January 17th, 2021 Leave a comment Go to comments

Here we are almost 11 months into a pandemic that has turned our lives upside down. We’ve adjusted:  we reach for our masks, avoid crowds, don’t invite friends over, wash our hands. But today, thinking about this, I was stuck by what I miss most:  strangers. And I believe that this is particularly difficult as many of us are sustained by people we don’t know.

Before the pandemic I was busy:  I was teaching workshops for library staff, promoting my books, writing, and had an active schedule as a volunteer with my therapy dog, Rudy. We worked with special needs students in two schools, visited two local hospitals where we met with patients in locked wards as well as throughout the hospital, and on occasion, when there was a trial of a young person, we showed up in court.

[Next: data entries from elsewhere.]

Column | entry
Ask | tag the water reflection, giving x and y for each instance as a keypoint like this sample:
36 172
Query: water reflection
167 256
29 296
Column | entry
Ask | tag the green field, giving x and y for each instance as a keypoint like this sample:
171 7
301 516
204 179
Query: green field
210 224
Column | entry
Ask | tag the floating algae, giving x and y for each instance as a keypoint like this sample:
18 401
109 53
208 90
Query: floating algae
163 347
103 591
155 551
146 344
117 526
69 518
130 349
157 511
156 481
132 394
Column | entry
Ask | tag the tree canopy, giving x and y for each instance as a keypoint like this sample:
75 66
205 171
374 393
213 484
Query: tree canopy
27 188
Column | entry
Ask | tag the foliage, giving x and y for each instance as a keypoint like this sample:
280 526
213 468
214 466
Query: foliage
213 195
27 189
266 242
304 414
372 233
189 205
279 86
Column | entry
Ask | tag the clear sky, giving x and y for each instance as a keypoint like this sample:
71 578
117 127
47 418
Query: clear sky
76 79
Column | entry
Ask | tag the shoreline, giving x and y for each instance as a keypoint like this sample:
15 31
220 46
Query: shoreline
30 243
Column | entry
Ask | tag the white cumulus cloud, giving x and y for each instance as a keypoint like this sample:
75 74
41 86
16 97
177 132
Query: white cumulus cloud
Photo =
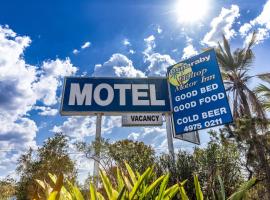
118 65
261 23
50 79
86 45
222 24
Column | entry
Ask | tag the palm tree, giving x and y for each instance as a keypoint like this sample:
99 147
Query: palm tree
235 68
264 91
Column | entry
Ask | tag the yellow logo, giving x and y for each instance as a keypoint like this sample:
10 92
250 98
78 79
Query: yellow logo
180 74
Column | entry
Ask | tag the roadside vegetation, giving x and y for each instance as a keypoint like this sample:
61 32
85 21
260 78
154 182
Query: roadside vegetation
235 164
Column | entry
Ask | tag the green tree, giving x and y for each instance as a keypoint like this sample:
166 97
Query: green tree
7 188
52 157
137 154
181 168
264 90
219 158
250 132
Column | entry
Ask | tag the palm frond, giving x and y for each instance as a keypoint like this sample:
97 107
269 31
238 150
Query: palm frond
264 77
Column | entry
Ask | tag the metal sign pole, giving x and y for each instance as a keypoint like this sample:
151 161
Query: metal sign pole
97 139
169 134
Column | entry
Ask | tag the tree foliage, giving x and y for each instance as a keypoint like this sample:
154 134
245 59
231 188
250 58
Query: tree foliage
51 157
250 129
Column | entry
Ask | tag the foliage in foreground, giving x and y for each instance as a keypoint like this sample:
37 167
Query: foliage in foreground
132 185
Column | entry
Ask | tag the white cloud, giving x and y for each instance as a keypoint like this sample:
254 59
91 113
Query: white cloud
21 86
118 65
223 24
159 30
158 64
189 50
77 127
150 45
126 42
16 97
85 45
131 51
75 51
46 111
261 23
244 29
50 79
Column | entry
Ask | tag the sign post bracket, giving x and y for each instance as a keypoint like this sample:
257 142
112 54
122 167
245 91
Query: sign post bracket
97 139
169 135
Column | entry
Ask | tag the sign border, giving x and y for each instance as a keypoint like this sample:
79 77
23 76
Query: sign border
222 85
93 113
141 125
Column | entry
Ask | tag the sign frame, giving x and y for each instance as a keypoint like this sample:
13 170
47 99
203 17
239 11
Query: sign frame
221 85
137 124
106 113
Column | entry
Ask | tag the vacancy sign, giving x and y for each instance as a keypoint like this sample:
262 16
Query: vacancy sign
198 96
90 95
142 120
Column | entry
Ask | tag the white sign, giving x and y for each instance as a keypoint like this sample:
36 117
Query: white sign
142 120
192 137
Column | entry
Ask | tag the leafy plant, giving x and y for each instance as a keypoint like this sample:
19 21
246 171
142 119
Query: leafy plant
133 185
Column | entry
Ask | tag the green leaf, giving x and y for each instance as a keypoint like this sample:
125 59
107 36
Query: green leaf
171 192
121 193
199 194
138 183
182 190
54 196
106 183
163 187
222 190
241 192
77 193
150 188
120 181
131 173
93 193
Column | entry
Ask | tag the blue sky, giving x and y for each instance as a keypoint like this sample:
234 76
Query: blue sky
41 42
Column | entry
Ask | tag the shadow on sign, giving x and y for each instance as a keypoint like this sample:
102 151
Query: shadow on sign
192 137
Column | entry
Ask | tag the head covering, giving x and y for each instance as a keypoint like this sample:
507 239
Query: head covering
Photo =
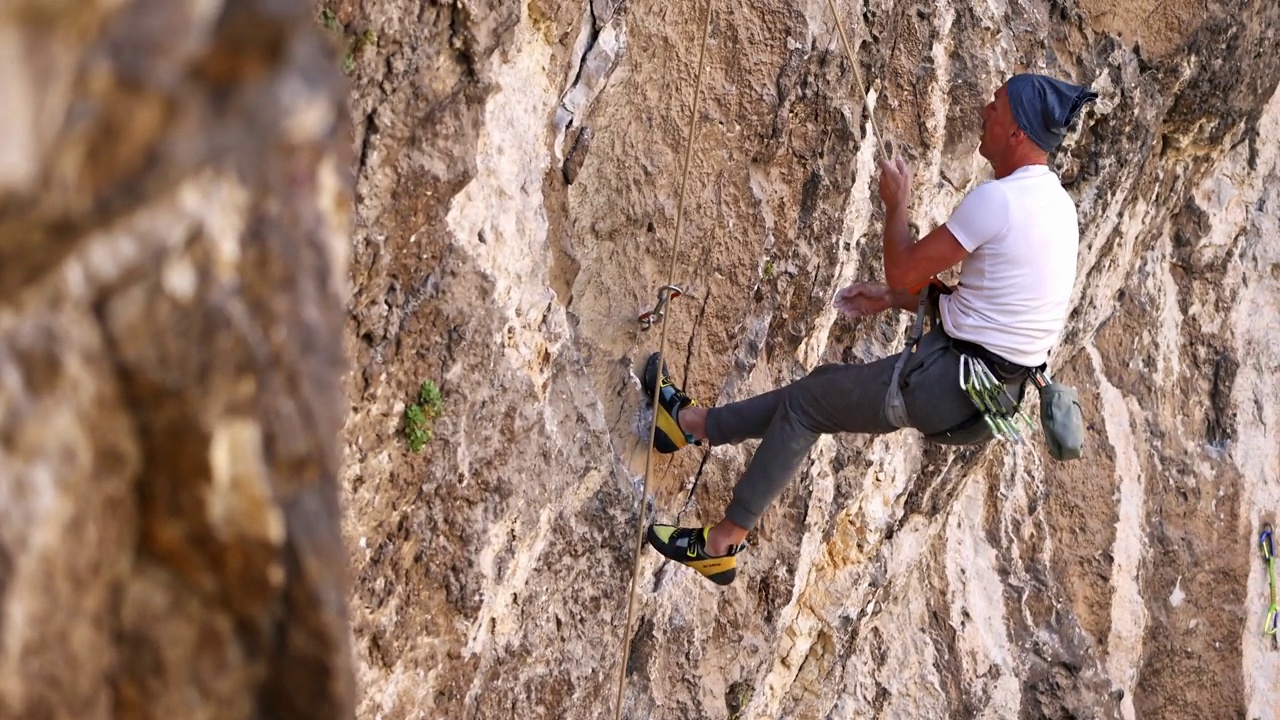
1045 106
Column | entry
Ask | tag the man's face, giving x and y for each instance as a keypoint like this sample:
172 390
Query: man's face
997 126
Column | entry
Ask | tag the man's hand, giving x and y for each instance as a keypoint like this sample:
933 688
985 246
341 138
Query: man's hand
895 185
860 300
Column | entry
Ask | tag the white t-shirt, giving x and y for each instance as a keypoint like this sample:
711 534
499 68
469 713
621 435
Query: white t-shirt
1023 235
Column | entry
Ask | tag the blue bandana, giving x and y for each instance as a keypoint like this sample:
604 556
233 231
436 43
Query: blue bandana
1045 106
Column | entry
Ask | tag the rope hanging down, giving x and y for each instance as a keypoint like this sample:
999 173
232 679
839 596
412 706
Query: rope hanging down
858 76
662 340
662 349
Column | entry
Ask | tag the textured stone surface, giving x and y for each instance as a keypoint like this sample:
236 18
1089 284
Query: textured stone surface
173 259
892 579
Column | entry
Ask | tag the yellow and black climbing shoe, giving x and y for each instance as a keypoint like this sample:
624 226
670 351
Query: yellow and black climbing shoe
667 437
689 546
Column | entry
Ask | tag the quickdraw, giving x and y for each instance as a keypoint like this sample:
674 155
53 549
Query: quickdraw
990 395
653 317
1266 546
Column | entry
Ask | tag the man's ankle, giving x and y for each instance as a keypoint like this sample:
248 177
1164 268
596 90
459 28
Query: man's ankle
720 541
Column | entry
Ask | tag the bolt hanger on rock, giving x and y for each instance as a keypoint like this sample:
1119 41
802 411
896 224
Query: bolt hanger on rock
666 294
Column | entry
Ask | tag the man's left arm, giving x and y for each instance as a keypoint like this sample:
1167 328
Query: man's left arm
909 265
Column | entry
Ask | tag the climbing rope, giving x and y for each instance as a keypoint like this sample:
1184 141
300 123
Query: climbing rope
858 76
662 349
648 319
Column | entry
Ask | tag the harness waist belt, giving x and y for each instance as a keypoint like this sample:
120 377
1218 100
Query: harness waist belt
1005 370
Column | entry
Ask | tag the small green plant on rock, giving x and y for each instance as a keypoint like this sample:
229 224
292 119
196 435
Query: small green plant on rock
368 39
421 415
328 19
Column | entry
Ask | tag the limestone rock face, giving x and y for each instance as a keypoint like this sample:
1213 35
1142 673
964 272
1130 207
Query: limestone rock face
174 222
517 186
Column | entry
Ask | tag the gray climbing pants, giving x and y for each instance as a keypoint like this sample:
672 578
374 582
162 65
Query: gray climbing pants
841 399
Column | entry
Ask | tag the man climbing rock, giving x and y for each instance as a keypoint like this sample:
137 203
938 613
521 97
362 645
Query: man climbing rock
1015 238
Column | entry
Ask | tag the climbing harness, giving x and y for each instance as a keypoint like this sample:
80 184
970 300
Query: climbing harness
895 405
1270 624
666 294
990 396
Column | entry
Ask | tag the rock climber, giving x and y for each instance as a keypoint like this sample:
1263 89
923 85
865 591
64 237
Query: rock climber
1015 238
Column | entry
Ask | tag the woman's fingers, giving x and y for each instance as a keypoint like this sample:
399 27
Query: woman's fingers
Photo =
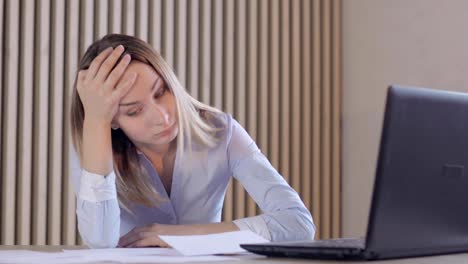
109 63
117 72
124 87
150 241
133 236
96 63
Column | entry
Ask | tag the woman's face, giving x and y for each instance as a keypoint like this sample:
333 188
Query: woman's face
147 113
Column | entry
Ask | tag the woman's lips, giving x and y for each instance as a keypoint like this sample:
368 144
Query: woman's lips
165 131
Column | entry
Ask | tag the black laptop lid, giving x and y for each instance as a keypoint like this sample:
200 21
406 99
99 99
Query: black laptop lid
420 198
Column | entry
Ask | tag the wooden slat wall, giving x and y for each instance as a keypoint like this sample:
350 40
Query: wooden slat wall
273 64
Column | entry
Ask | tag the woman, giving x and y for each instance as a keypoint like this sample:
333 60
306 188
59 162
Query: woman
155 161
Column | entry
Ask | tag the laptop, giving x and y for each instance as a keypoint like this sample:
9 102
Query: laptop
419 202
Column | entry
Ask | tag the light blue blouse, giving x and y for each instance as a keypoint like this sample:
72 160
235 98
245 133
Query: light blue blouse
197 194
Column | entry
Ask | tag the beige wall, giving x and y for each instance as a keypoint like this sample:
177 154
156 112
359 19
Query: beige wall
415 42
273 64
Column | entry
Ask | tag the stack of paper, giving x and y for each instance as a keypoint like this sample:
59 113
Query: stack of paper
184 249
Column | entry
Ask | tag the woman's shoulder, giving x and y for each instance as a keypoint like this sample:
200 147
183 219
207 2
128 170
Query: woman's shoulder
222 123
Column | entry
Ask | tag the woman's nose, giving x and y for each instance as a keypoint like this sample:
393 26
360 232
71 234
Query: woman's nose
159 115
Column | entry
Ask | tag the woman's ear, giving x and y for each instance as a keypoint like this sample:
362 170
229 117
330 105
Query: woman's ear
114 125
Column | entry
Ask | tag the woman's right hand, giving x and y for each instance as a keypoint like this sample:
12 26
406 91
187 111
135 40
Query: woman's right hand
100 88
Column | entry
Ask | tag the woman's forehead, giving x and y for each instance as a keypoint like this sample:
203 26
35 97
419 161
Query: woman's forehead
146 78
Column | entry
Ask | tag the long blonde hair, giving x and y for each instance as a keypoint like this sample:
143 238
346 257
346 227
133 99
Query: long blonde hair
133 182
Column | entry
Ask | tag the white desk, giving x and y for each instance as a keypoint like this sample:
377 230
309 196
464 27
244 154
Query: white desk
445 259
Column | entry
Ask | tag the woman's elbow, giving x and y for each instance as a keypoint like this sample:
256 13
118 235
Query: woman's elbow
307 226
100 243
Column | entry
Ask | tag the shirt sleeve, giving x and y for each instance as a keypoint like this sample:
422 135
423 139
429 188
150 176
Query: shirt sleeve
97 207
285 217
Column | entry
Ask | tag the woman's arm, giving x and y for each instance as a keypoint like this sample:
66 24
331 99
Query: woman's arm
97 207
149 235
285 216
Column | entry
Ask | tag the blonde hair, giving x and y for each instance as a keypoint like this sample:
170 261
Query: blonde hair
194 121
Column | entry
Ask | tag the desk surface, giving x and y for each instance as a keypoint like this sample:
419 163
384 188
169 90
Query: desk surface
452 259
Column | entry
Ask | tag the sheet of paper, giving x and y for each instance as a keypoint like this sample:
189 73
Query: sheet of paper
126 251
118 255
222 243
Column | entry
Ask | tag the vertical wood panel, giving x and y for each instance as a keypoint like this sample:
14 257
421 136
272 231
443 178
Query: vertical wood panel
251 86
155 21
167 49
72 52
306 138
181 41
228 79
115 16
141 15
217 55
10 116
326 122
239 90
192 46
336 118
128 17
263 79
285 88
316 107
2 89
56 113
100 13
273 79
41 103
23 228
205 51
296 106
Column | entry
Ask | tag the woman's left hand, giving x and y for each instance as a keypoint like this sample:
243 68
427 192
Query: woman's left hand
147 236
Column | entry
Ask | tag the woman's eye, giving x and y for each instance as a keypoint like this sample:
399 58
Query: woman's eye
160 93
134 113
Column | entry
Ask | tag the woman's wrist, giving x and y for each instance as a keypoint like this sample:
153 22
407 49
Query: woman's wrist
97 146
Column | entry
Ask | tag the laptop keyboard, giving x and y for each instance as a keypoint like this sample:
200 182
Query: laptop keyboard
330 243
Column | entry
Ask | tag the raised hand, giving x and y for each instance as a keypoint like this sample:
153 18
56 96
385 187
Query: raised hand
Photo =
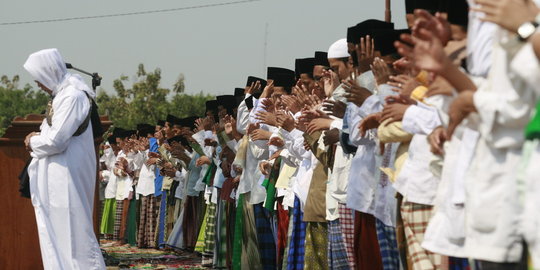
355 93
266 118
336 108
369 122
202 161
331 136
437 25
330 81
459 109
252 127
268 90
365 51
285 121
264 167
393 112
260 134
436 140
276 141
319 124
427 54
268 105
403 84
509 14
381 71
292 103
405 66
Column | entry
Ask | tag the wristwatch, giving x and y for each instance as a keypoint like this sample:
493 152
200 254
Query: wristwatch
526 30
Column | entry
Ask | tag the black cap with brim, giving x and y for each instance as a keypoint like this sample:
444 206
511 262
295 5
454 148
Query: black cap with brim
144 132
458 12
249 102
228 102
144 129
127 133
211 105
384 40
431 6
252 79
239 92
179 139
172 120
368 27
304 66
117 131
321 59
282 77
189 121
112 139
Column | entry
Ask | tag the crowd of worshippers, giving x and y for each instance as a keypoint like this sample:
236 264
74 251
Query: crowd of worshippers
395 149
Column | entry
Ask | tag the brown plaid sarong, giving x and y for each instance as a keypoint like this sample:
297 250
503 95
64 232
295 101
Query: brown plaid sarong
415 220
147 222
118 219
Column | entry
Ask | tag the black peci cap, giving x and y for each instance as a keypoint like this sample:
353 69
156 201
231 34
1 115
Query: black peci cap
304 66
281 76
321 59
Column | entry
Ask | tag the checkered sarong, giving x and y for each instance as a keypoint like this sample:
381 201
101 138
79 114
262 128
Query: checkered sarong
458 263
316 246
282 231
118 219
346 222
388 245
161 228
147 222
287 244
297 247
265 237
237 235
337 253
415 220
210 232
220 248
107 221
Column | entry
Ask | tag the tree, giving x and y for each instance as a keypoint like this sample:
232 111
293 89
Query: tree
144 102
18 102
147 102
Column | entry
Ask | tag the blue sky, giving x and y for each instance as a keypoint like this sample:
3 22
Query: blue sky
216 48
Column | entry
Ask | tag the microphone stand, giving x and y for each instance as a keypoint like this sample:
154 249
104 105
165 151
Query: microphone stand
96 79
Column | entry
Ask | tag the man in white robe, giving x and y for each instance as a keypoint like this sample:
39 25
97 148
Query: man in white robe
63 171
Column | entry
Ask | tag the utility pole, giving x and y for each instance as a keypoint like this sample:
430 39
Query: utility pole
265 47
388 12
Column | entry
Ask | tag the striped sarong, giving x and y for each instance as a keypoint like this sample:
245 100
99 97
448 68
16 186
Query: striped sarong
415 220
297 246
386 235
316 246
109 213
346 221
118 219
265 237
337 252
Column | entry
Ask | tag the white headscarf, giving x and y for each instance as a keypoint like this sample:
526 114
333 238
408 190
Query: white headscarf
338 49
48 67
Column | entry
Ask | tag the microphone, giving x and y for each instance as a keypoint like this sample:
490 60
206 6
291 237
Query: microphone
96 79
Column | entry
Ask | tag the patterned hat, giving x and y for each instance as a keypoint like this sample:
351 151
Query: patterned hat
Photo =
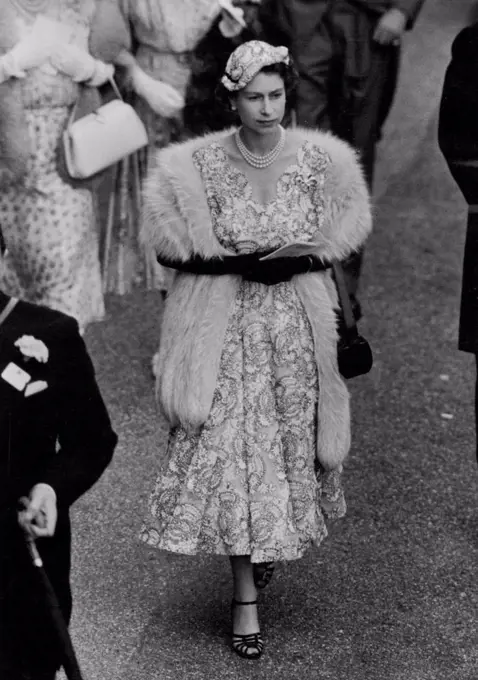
248 59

Meeting strangers expanded my world. It connected me to lives that are very different from mine. It exposed me to situations I couldn’t have imagined, like a seven-year-old boy sitting by himself in a small, white room in the crisis center. It pulled me out of myself and also gave me new ways to be myself. I was the teacher, the volunteer, the nice lady with the dog. I could see the difference I made. I felt useful. (Even my dog, Rudy, seems a bit bored with no work, and I can’t say the word “work” without him running to the back door.)

I’ve been reading the letters of Henri Nouwen in a wonderful collection titled “Love, Henri”, which sums up my goals for the New Year and articulates exactly where I believe many of us are right now:

“Well, no wishes but much hope, no big plans, but trust, no great desire, but much love, no knowledge of the future, but a lot of empty space for God to walk in!”